Full Size Printed Plans Not a KIT or MODEL

25ft. MOTOR BOAT

Full Size printed plan on a sheet 34” x 24”

Two pages Photo and Description with some building suggestions

Drawings are for Experienced Builders

There is only some building suggestions

Scale 1" = 1ft (1/12)

length 25"

Power Electric

Suitable for Radio Control

BY THE LATE NORMAN A. OUGH

AT the time this drawing was made, the 25 ft. motor boat was the most widely distributed of all the power boats supplied to H.M. ships, as it was found in all the `Algerine' class mine-sweepers, in most frigates and in all destroyers including the 'Weapon and 'Daring' class ships. For a Service boat it is remarkably ugly, especially in the form of the hull where the planking, at the place where it meets the deadwood of the keel under the stern, has a sudden bend upwards leading into a straight line up to the transom, as will be seen in the profile. It is said that if the draining plug, which is situated aft of this bend, is taken out when the boat is going at speed, no water enters on account of the eddy that forms there. Even the rudder, the tiller and the propeller opening in the deadwood are rather shapeless, and the cabin tops, with their straight upper edges, do not appear to 'marry' satisfactorily with the hull. It is a large, heavy boat, and requires radial davits and massive falls to hoist and lower it. Nevertheless it is so common in the Service that few models of present day warships would be complete without it.

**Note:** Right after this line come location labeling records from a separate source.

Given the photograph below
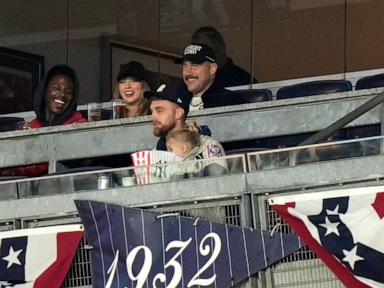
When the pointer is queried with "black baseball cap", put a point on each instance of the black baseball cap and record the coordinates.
(197, 53)
(134, 70)
(176, 93)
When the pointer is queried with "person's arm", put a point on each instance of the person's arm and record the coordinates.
(28, 171)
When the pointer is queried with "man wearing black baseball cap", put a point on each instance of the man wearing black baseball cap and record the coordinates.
(199, 70)
(169, 109)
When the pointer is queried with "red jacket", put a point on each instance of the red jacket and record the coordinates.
(39, 169)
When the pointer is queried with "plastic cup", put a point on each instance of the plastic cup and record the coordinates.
(94, 111)
(119, 109)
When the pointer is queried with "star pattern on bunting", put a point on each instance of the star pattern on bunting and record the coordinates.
(12, 257)
(351, 257)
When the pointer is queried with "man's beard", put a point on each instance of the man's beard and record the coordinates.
(162, 131)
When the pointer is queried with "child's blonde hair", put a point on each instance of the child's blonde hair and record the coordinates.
(189, 134)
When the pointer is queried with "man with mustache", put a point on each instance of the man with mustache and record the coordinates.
(199, 70)
(169, 107)
(55, 101)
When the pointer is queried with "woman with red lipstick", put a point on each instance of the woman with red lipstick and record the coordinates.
(55, 103)
(132, 83)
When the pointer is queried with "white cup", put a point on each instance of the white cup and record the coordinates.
(128, 181)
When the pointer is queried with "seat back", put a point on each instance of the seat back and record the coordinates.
(9, 123)
(373, 81)
(314, 88)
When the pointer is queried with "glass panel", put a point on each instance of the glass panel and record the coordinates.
(298, 38)
(181, 18)
(273, 159)
(364, 45)
(122, 177)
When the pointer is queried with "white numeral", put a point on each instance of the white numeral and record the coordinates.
(205, 250)
(142, 276)
(177, 270)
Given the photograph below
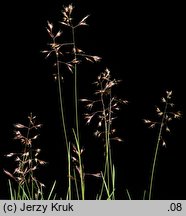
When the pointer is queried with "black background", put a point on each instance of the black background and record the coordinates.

The hull is built 'clinker' fashion, that is, with the planks overlapping as in the 27 ft. whaler previously published. There are 15 strakes of planking each side if only one rubbing timber is fitted, or 14 if a second one is riveted near the lower edge of an extra wide plank below the gunwale strake, but the former arrangement is most common, the latter being shown in the sections to the right of the drawing. As in the whaler, the overlapping of the planks is made to die away flush as shown in the drawings of that boat. There is a short planked deck forward with a chain pipe, bollard, fairleads and a step for the jackstaff, and a narrow deck with a grating in it across the stern.